Nell’Antropologia filosofica, Kant distingue tra illusione (illusio) e inganno (fraus). C’illudiamo quando accettiamo consapevolmente di sospendere la nostra incredulità e crediamo a quel che non è reale. Illusione è gioco, poesia, teatro, arte. L’illusione non contraddice la verità, perché è consapevole.
Al contrario, c’inganniamo quando, inconsapevolmente, prendiamo per vero quel che vero non è. Inganno è una copia scambiata per l’originale. L’inganno è falso, perché è inconsapevole.
Quindi: illudiamoci, ma non inganniamoci. Illudiamo, ma non inganniamo.

Arianna

Infelicità autogiustificata

“Tutte le persone di cui ho solo sentito la voce o di quelle che ho visto di persona hanno una straordinaria abituale capacità: elaborano precise giustificazioni del loro dolore, profondo o leggero, esistenziale o superficiale. In questo modo permangono nell’angoscia. Incapaci di trovare di meglio del male della vita e soffrendolo, rimangono capaci di autogiustificare la propria condizione: giustificatamente infelici, piuttosto che involontariamente felici.”

“Come comportarsi nei confronti di un mondo tutto sbagliato? Come inserirsi in un sistema eterno, immobile, attonito, torto su se stesso e privo di intelligenza. L’idiozia è colpevolizzare quel poco di sensato che c’è nel mondo, quel briciolo di verità scintillante che è tutto nella vita. Un senso, una dignità. Troppo facile vivere bene, troppo facile è amare il prossimo, riconoscergli un valore. Bisogna uccidere e uccidere. A detta di tutti è un male inevitabile: uccidi il tuo pensiero, fallo a brandelli, distruggi il tuo corpo, ma stai in silenzio. Solo a brandelli ti è dato vivere.”
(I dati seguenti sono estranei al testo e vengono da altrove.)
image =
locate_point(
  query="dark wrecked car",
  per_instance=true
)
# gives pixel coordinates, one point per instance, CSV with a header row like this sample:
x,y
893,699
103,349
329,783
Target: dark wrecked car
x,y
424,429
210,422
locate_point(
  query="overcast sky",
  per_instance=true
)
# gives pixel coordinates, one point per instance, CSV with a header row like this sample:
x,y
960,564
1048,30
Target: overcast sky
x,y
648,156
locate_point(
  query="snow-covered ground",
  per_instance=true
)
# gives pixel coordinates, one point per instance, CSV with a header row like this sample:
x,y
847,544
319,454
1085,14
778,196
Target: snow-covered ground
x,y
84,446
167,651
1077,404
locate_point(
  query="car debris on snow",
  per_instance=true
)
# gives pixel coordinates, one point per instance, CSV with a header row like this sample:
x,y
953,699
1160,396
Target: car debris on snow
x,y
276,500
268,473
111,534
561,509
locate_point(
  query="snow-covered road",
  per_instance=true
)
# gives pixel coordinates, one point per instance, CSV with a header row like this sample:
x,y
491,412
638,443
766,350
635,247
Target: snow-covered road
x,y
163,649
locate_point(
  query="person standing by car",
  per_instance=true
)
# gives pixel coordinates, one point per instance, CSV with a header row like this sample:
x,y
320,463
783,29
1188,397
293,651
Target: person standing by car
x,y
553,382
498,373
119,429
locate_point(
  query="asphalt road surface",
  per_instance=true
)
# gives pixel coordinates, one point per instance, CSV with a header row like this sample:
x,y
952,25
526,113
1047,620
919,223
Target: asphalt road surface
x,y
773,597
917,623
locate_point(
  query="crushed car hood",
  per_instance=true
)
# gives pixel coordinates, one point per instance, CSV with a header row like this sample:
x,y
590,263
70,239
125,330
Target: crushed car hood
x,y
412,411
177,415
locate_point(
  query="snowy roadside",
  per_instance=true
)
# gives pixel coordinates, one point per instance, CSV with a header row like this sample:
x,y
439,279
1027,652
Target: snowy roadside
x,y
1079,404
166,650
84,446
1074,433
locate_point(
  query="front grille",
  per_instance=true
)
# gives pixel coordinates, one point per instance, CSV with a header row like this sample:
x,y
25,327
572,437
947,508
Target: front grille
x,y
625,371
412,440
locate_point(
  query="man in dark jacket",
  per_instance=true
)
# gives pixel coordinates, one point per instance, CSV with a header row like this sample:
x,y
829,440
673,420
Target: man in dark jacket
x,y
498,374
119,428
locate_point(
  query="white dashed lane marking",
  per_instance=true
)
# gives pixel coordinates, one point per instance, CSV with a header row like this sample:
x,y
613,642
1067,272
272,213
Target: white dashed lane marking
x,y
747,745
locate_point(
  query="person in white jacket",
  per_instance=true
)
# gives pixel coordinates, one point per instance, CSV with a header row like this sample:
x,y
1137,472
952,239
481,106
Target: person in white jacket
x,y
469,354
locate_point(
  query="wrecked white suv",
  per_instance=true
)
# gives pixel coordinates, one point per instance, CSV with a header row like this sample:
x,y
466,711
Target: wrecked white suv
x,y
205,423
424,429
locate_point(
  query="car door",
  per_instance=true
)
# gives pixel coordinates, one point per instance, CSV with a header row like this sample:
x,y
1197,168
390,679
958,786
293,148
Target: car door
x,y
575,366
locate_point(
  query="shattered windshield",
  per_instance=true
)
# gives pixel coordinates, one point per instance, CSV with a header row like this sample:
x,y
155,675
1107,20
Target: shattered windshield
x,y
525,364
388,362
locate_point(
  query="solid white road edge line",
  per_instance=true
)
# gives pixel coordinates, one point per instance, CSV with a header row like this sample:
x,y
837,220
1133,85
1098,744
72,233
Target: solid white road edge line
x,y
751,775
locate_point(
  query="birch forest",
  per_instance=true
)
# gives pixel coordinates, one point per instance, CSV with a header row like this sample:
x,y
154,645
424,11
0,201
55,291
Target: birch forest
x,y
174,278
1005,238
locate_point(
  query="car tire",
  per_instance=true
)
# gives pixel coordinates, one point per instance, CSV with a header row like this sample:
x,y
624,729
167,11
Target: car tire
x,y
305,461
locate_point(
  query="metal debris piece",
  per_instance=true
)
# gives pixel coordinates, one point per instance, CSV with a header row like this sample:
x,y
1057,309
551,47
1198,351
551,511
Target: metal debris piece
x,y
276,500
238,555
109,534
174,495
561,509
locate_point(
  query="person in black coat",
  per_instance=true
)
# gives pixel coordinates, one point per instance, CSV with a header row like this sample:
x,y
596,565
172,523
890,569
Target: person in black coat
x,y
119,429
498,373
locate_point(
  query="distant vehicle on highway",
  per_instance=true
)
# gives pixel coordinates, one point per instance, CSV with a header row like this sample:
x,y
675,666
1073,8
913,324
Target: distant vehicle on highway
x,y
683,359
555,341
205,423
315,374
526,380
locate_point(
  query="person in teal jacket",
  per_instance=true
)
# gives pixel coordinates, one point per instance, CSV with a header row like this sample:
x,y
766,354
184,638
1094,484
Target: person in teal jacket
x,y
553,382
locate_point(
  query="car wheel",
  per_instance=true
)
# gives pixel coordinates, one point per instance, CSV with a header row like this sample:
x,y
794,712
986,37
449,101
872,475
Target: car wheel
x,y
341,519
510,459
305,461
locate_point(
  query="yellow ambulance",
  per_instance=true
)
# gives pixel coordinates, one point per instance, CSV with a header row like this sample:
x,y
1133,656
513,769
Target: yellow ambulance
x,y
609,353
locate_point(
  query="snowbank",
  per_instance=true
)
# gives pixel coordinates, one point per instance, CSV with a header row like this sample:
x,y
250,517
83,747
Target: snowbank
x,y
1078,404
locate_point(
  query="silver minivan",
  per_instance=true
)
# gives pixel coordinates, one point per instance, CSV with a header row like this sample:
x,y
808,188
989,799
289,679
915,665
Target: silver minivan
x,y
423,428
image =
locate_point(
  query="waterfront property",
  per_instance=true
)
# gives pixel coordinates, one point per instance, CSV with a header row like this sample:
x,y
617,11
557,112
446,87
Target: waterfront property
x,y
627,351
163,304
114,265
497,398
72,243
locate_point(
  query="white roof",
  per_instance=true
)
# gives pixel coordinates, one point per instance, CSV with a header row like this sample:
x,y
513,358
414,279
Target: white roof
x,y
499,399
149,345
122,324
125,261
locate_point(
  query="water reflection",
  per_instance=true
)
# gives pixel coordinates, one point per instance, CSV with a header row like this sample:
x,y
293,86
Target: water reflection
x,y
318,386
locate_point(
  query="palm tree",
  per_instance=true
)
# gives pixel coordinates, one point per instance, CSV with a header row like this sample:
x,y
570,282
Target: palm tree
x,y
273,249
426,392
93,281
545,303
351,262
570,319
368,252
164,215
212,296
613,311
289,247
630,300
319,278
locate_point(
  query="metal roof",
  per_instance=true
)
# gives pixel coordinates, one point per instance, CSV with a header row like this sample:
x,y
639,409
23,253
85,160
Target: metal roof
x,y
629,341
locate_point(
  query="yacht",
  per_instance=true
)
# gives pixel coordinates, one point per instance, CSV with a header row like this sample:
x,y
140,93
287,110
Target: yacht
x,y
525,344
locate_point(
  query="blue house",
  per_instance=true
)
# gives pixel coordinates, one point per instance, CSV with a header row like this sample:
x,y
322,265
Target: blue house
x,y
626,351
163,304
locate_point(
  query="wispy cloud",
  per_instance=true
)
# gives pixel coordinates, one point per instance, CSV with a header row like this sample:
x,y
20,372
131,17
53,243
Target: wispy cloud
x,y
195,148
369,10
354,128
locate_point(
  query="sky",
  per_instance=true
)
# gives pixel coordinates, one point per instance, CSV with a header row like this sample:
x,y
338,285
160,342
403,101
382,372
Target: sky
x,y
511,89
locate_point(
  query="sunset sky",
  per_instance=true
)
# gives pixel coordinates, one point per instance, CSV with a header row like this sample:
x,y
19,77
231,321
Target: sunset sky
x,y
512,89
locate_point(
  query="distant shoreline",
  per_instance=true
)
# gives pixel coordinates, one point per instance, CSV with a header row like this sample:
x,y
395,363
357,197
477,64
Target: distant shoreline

“Uno sguardo di una ragazza, due occhi nel traffico per uno sgomento unico. Mi parlavano del suo senso di estraneità nei confronti di un’istituzione ch’essa amava, nonostante tutto. Mi raccontava del fatto che si sentiva inadeguata rispetto ai tempi, al cronometro inflessibile dei tram, delle metropolitane, dei genitori e degli impegni. Non riusciva a darsi pace del fatto di essersi “persa nel frattempo”, di aver “perso del tempo”. Mi chiedo se si possa perdere ciò che non si può possedere. Il giudizio del mondo, mi diceva, la condannava nell’errore. Il passato non si può cancellare e lei aveva “perso due anni”. Ormai neanche Dio ci poteva far nulla e lei sarebbe stata dietro quelli che l’avevano sorpassata. Una ragazza di vent’anni o poco più che aveva “perso due anni”. -E quanti minuti?- Le chiedo io… -Più che abbastanza-. Mi dice lei. Il tempo a nostra disposizione è limitato, non dalla morte, ma dalla nostra infelicità. Non vale la pena di tutto questo, se la vita si riduce al vuoto di un numero qualunque.”